Die kürzlich im European Journal of Heart Failure publizierte Meta-Analyse bestätigt den positiven Effekt der intravenösen Eisentherapie mit Eisencarboxymaltose auf die Hospitalisierungsrate und die Mortalität bei Patienten mit chronischer Herzinsuffizienz. Im Vergleich zu Placebo reduziert die intravenöse Eisensubstitution sowohl die Gesamthospitalisierungs- und Mortalitätsrate wie auch die Rate der kardiosvaskulär- oder herzinsuffizienz-bedingten Spitaleinweisungen oder Todesfälle.

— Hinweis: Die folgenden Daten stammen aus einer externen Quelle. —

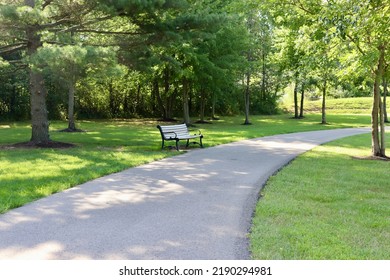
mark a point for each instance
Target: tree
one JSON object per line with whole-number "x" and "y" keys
{"x": 24, "y": 26}
{"x": 68, "y": 64}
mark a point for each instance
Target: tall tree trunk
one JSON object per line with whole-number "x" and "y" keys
{"x": 247, "y": 100}
{"x": 38, "y": 92}
{"x": 160, "y": 102}
{"x": 39, "y": 119}
{"x": 296, "y": 116}
{"x": 323, "y": 109}
{"x": 186, "y": 107}
{"x": 302, "y": 101}
{"x": 71, "y": 118}
{"x": 377, "y": 136}
{"x": 202, "y": 104}
{"x": 385, "y": 92}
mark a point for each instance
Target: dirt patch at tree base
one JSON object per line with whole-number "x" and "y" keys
{"x": 373, "y": 158}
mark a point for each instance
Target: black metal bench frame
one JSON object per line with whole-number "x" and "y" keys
{"x": 176, "y": 133}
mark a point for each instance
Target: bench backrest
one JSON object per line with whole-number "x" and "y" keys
{"x": 181, "y": 130}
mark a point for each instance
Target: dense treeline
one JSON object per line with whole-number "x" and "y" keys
{"x": 187, "y": 59}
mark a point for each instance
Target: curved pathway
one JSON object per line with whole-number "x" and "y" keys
{"x": 194, "y": 206}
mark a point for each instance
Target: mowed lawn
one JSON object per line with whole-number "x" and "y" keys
{"x": 111, "y": 146}
{"x": 326, "y": 204}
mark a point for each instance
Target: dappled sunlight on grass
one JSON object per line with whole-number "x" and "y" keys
{"x": 326, "y": 205}
{"x": 113, "y": 145}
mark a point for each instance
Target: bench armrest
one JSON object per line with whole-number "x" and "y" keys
{"x": 170, "y": 132}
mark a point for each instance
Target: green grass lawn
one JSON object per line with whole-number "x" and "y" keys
{"x": 326, "y": 205}
{"x": 112, "y": 146}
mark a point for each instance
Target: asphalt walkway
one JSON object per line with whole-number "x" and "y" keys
{"x": 197, "y": 205}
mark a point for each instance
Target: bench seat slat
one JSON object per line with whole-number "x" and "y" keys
{"x": 177, "y": 133}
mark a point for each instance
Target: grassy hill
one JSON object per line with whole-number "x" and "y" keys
{"x": 354, "y": 105}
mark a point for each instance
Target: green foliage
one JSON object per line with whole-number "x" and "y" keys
{"x": 111, "y": 146}
{"x": 326, "y": 205}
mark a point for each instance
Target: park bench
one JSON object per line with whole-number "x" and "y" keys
{"x": 176, "y": 133}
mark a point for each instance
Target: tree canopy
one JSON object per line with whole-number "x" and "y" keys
{"x": 187, "y": 58}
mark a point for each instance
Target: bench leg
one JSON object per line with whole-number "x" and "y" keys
{"x": 177, "y": 145}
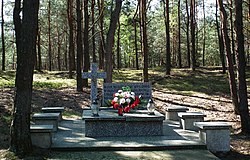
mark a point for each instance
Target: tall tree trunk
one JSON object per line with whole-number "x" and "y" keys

 Die Meta-Analyse untersuchte die individuellen Patientendaten von vier randomisierten Studien. Es handelt sich dabei um die FAIR-HF, die CONFIRM-HF, die FER-CARS-01 und die EFFICACY-HF Studie.
Insgesamt wurden in der Meta-Analyse die Daten von 839 Patienten ausgewertet. 504 Patienten waren für eine intravenöse Eisentherapie randomisiert worden und 335 Patienten für Placebo. Einzelne Daten der nun publizierten Meta-Analyse wurden bereits am ESC Kongress 2015 vorgestellt.

Resultate
Der primäre, kombinierte Endpunkt der Meta-Analyse Auswertung betraf kardiovaskulär-bedingte Hospitalisierungen und kardiovaskulär-bedingte Todesfälle.

Weitere kombinierte Endpunkte setzten sich wie folgt zusammen:

  • Hospitalisierungen wegen Herzinsuffizienz und kardiovaskuläre Todesfälle
  • Kardiovaskulär-bedingte Hospitalisierungen und Gesamttodesfälle
  • Hospitalisierungen wegen Herzinsuffizienz und Gesamttodesfälle

Die durchschnittliche Beobachtungszeit in den vier Studien betrug 31 Wochen.
Im Vergleich zu Placebo senkte die intravenöse Eisentherapie das relative Risiko für kardiovaskuläre Hospitalisierungen und kardiovaskuläre Todesfälle um 41% (Relatives Risiko 0.59, 95% CI 0.40-0.88; P = 0.009).
Die relative Risikoreduktion für herzinsuffizienz-bedingte Spitaleinweisungen und kardiovaskuläre Todesfälle betrug 47% unter der i.v. Eisentherapie (Relatives Risiko 0.53, 95% CI 0.33-0.86; P = 0.011).
Für kardiovaskulär-bedingte Hospitalisierungen und Gesamttodesfälle reduzierte die i.v. Eisentherapie das relative Risiko um 40% (Relatives Risiko 0.60, 95% CI 0.41-0.88; P = 0.009).
Ein Vergleich der unerwünschten Wirkungen zeigte keinen Unterschied zwischen Placebo und der intravenösen Eisentherapie.
 
Schlussfolgerung der Autoren

Die Auswertung der individuellen Patientendaten in dieser Meta-Analyse unterstreicht den positiven Effekt einer intravenösen Eisentherapie auf die Hospitalisierungsrate und die Mortalität bei Patienten mit chronischer Herzinsuffizienz. Das Sicherheitsprofil der i.v. Eisentherapie mit Eisencarboxymaltose wird durch die Daten der Meta-Analyse bestätigt.

Referenz: Anker SD et al. Effects of ferric carboxymaltose on hospitalisations and mortality rates in iron-deficient heart failure patients: an individual patient data meta-analysis. Eur J Heart Fail. 2017 Apr 24.